Donaldson's world isn't fleshed out anywhere near as well as other epic fantasy settings, he didn't make up his own languages and he lacks the gift for good fantasy names (yes, there really was a High Lord Kevin). But somehow out of all this, Donaldson came through with one of the great achievements of the fantasy genre. No fantasy author has taken so much trouble over one character as Donaldson did with Covenant. (Let's be honest, most fantasy authors, even the good ones, tend not to waste time on character development when they could be inventing three different languages and drawing maps of their world...)

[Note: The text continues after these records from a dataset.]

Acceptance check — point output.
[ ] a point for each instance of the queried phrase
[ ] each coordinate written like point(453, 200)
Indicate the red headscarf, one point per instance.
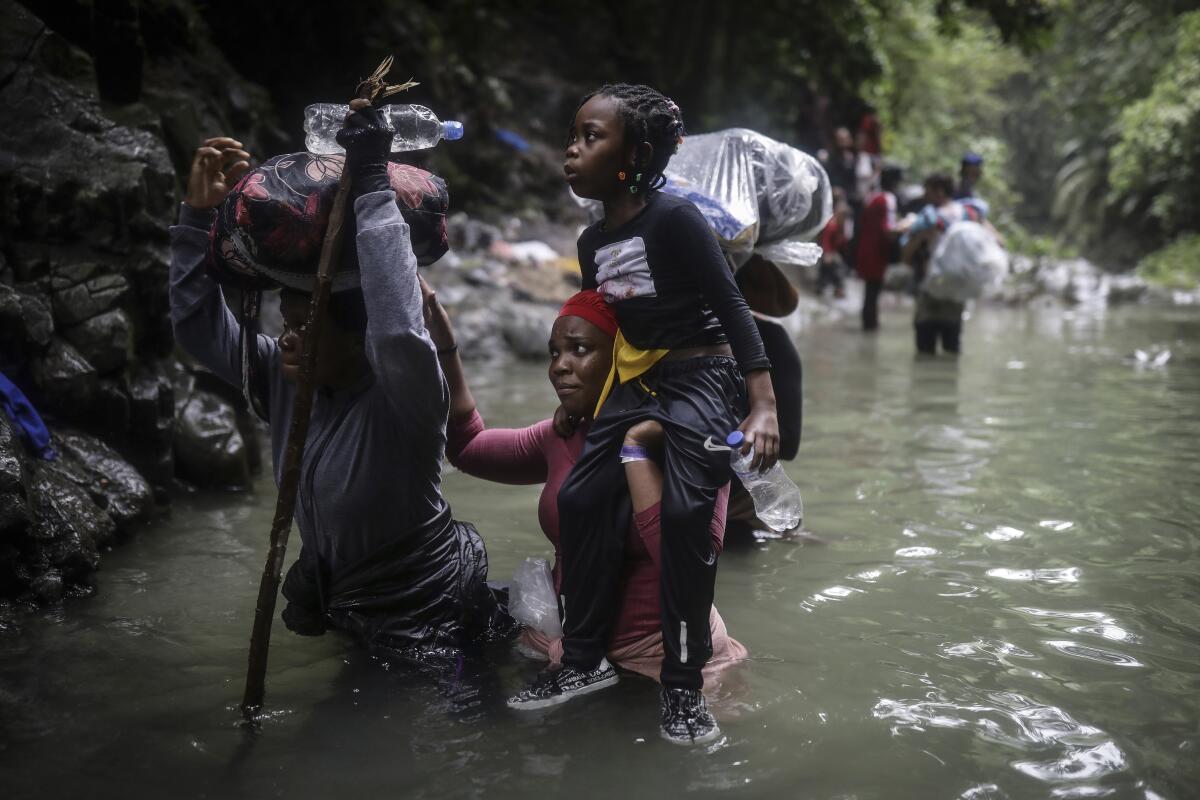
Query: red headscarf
point(591, 306)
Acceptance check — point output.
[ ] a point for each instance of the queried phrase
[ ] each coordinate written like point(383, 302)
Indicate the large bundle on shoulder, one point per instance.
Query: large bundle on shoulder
point(271, 227)
point(967, 260)
point(757, 194)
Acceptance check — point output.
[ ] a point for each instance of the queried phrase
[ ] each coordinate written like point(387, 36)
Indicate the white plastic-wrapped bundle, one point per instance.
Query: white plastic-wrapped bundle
point(532, 599)
point(757, 194)
point(754, 192)
point(967, 259)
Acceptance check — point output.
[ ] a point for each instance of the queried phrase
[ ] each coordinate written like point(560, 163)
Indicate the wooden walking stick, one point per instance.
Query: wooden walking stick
point(372, 89)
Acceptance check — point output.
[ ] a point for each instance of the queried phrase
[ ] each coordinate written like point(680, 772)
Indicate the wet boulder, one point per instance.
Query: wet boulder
point(65, 379)
point(209, 446)
point(526, 328)
point(25, 320)
point(114, 485)
point(82, 301)
point(13, 507)
point(106, 341)
point(69, 525)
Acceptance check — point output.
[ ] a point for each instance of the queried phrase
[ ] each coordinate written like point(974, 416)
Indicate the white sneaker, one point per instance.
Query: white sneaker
point(555, 687)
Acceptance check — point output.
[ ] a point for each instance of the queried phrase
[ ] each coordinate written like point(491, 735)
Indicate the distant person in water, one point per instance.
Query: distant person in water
point(877, 232)
point(939, 319)
point(833, 244)
point(381, 555)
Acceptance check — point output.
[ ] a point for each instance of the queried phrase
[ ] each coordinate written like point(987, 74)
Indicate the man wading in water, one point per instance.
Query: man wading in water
point(381, 555)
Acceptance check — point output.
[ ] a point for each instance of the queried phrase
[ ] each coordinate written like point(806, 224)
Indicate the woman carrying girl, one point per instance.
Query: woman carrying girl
point(687, 356)
point(580, 359)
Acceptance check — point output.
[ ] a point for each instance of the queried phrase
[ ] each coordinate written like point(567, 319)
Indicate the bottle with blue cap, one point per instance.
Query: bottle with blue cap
point(777, 499)
point(417, 127)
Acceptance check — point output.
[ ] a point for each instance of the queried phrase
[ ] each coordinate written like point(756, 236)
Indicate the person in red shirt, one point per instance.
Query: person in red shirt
point(876, 235)
point(833, 244)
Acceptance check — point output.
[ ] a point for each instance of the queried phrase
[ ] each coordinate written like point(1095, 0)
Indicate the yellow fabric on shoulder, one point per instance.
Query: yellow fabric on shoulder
point(628, 362)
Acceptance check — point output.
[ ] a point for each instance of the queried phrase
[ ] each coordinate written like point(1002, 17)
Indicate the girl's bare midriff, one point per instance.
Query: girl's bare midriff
point(697, 352)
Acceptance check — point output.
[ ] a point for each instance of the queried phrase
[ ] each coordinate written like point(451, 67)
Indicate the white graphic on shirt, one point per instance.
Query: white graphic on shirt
point(623, 272)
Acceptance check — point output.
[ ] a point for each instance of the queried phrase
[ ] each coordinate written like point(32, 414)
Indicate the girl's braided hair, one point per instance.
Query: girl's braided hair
point(649, 118)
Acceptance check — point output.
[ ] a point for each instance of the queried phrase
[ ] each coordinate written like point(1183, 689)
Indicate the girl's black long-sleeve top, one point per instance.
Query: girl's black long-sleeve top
point(669, 283)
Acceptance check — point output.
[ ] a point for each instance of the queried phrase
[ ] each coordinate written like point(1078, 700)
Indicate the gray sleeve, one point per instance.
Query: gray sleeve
point(399, 348)
point(203, 324)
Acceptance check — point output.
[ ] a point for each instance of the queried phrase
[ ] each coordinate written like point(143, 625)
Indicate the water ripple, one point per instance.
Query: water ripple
point(1097, 655)
point(1063, 575)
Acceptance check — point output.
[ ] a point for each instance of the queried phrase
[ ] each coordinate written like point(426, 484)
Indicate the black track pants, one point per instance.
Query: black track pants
point(693, 400)
point(871, 290)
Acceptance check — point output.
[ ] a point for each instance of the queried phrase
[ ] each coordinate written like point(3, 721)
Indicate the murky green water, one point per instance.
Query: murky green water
point(1007, 606)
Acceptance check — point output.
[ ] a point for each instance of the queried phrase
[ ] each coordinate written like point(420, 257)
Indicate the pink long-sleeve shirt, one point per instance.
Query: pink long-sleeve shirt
point(537, 455)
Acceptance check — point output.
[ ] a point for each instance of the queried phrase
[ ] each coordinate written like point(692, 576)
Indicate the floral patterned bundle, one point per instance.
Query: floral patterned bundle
point(271, 227)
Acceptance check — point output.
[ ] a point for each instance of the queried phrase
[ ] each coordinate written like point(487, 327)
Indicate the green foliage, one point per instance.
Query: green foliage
point(942, 95)
point(1156, 164)
point(1103, 56)
point(1177, 265)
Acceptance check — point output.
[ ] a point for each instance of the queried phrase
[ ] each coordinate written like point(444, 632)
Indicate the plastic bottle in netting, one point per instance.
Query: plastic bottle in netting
point(417, 127)
point(777, 499)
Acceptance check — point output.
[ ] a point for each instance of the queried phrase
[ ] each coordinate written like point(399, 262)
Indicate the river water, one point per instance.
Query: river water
point(1006, 603)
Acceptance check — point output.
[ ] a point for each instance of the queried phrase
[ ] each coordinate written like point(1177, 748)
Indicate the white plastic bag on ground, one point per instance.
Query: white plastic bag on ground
point(532, 599)
point(967, 260)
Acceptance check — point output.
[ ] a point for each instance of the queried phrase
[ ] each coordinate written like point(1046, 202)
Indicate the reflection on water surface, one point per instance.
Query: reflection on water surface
point(1003, 605)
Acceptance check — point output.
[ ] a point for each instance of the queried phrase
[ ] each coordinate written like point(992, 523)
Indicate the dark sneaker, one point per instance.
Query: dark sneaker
point(555, 687)
point(687, 719)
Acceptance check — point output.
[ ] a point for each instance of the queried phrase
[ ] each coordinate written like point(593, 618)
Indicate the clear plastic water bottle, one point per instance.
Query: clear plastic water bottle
point(777, 500)
point(417, 127)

Much of this first book concerns Covenant's struggles in coming to terms with whether 'The Land' is real or not and the fact that he is healthy, not leprous. In The Land, he is a hero; back home in America, he is an outcast leper. There is a quest involving characters going from point A on the map to point B, just like in many other fantasy epics. Here though, the journey is as much psychological as geographical.
So like I said, not for everyone. It's not a book to persevere with either. If you don't like it after the first few chapters, you won't like the rest of the book. Or the other two books in the trilogy. Or the three books in the 'Second Chronicles'. Or the two books (and counting) in the 'Final Chronicles'. But you might be in that minority of readers who believe fantasy can be challenging. And if you are, you might, just might, think that Lord Foul's Bane is the start to one of the best fantasy series ever written.